Il Coordinamento nazionale dei docenti di Diritto e Economia

 

esprime

 

la più ferma indignazione per le espressioni offensive, non rispondenti al vero e generalizzatrici usate dal Presidente del Consiglio nei confronti dei docenti della scuola pubblica statale;

ricorda

all’on. Berlusconi che per essere uomo di Stato non servono le autodefinizioni celebrative ma comportamenti privati e pubblici coerenti con la funzione di cui si è investiti.

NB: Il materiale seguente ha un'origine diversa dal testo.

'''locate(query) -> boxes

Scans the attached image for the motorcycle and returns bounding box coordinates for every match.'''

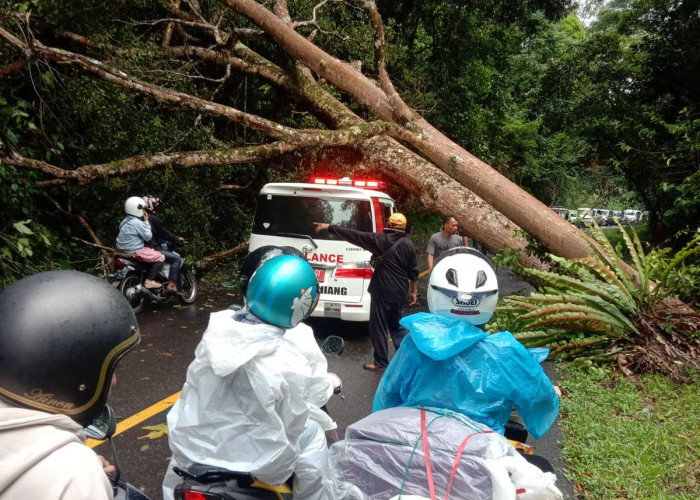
[173,336,345,500]
[85,406,150,500]
[109,242,197,314]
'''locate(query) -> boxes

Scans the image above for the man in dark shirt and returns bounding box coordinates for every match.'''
[314,213,418,371]
[143,196,185,292]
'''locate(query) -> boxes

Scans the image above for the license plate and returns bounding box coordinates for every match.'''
[314,267,326,283]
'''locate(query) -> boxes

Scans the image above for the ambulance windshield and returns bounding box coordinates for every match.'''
[253,194,373,239]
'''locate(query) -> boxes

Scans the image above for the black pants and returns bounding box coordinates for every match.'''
[369,295,408,367]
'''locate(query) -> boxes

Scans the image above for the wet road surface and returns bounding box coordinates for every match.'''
[95,270,573,499]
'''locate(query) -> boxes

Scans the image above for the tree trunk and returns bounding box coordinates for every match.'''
[227,0,591,258]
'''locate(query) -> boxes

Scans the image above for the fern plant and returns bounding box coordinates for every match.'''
[490,222,700,380]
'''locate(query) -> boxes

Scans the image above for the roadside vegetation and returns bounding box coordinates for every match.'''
[558,363,700,500]
[488,226,700,500]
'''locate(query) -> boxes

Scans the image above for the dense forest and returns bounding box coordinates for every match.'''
[0,0,700,286]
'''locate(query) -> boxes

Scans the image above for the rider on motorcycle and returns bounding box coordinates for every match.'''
[372,247,559,439]
[163,253,334,500]
[143,195,185,250]
[117,196,182,292]
[0,271,141,500]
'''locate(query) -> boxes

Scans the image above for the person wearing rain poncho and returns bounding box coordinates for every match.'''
[326,247,561,500]
[163,253,335,500]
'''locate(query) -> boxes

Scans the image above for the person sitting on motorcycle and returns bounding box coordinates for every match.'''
[372,247,559,439]
[117,196,180,291]
[0,271,141,500]
[143,196,185,250]
[142,196,185,291]
[163,253,334,500]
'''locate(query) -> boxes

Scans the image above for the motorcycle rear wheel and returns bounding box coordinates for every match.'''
[177,266,197,304]
[119,273,146,314]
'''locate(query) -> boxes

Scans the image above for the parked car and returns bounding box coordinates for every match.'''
[593,208,613,226]
[549,206,569,220]
[569,210,581,226]
[576,207,593,225]
[622,208,642,224]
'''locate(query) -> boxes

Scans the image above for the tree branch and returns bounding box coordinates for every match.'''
[360,0,417,121]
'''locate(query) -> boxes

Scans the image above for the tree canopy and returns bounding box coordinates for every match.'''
[0,0,700,286]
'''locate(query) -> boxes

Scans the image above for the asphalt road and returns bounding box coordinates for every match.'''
[95,270,573,499]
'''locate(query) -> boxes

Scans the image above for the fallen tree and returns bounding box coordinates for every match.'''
[0,0,590,265]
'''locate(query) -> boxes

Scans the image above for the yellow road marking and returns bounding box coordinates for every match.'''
[86,392,180,448]
[87,269,430,448]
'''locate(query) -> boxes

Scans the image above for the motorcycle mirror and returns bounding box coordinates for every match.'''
[85,405,117,441]
[321,335,345,356]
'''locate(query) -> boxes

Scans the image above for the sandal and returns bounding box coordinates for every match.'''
[362,363,386,372]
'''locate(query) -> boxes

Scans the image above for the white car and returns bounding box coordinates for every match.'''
[622,208,642,224]
[249,178,396,321]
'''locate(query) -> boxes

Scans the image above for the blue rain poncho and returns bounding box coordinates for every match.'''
[372,313,559,439]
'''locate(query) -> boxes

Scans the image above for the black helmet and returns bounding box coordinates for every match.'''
[0,271,141,425]
[240,245,306,297]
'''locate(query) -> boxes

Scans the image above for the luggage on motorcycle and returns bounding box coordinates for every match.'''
[325,407,561,500]
[173,464,292,500]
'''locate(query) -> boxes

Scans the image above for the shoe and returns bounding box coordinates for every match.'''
[362,363,386,372]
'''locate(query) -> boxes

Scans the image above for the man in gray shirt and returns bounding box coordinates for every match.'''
[426,215,469,271]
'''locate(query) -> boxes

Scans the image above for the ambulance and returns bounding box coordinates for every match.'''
[249,177,396,321]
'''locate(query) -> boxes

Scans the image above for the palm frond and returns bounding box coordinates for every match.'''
[522,304,637,332]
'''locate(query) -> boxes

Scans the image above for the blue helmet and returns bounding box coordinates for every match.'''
[246,255,318,328]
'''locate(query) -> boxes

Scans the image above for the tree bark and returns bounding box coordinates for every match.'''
[0,0,590,267]
[221,0,591,258]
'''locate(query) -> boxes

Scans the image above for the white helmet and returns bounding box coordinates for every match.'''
[428,247,498,326]
[142,195,160,212]
[124,196,146,217]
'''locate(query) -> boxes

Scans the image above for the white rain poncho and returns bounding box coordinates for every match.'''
[324,408,562,500]
[163,309,336,500]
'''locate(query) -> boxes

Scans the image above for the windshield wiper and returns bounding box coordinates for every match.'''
[277,233,318,248]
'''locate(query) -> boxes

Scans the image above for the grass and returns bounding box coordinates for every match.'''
[559,364,700,500]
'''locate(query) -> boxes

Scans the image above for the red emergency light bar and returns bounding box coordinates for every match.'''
[310,177,386,189]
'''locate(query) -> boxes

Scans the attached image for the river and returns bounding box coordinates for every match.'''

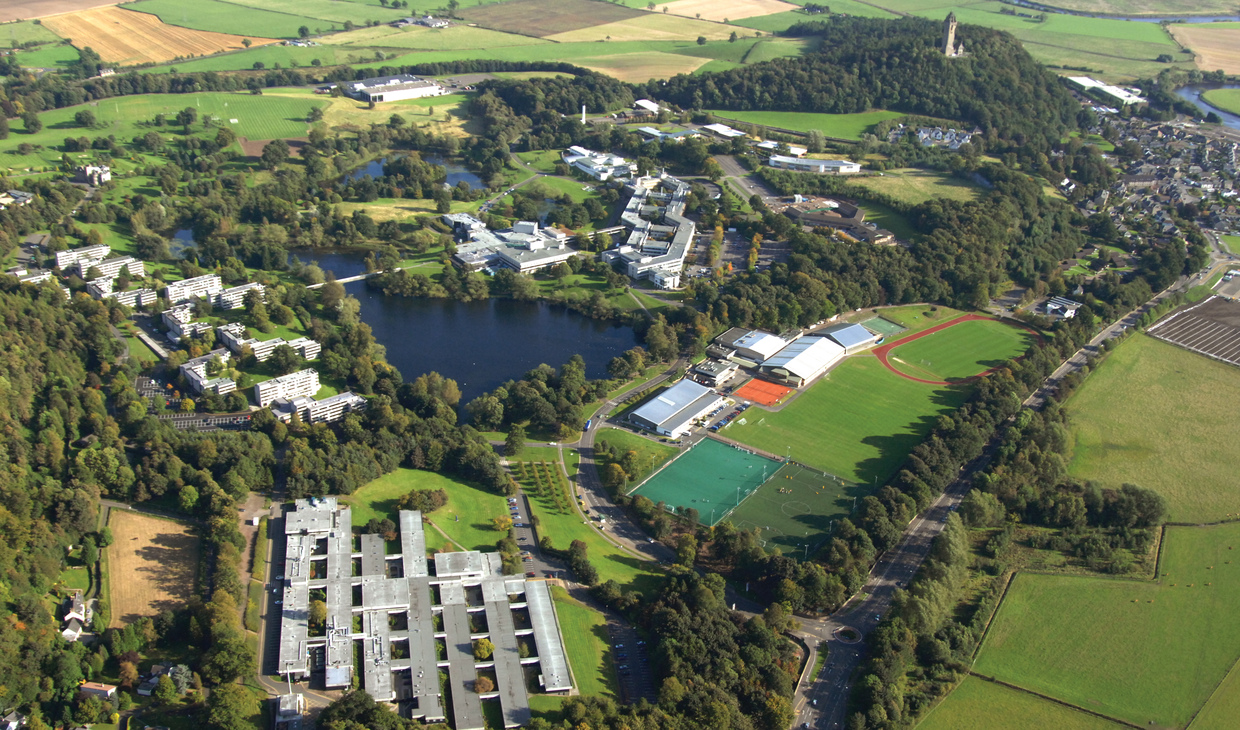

Uno statista difende anzitutto lo Stato che rappresenta e le istituzioni, come la scuola, attraverso cui esso esplica la sua primaria funzione di servizio;

fa presente

all’on. Ministro Gelmini che la Costituzione formale vigente disegna un sistema scolastico in cui è preminente, perché rispondente agli interessi generali, la scuola statale, mentre è consentita la presenza della scuola privata “senza oneri per lo Stato”, come recita il terzo comma dell’art.33.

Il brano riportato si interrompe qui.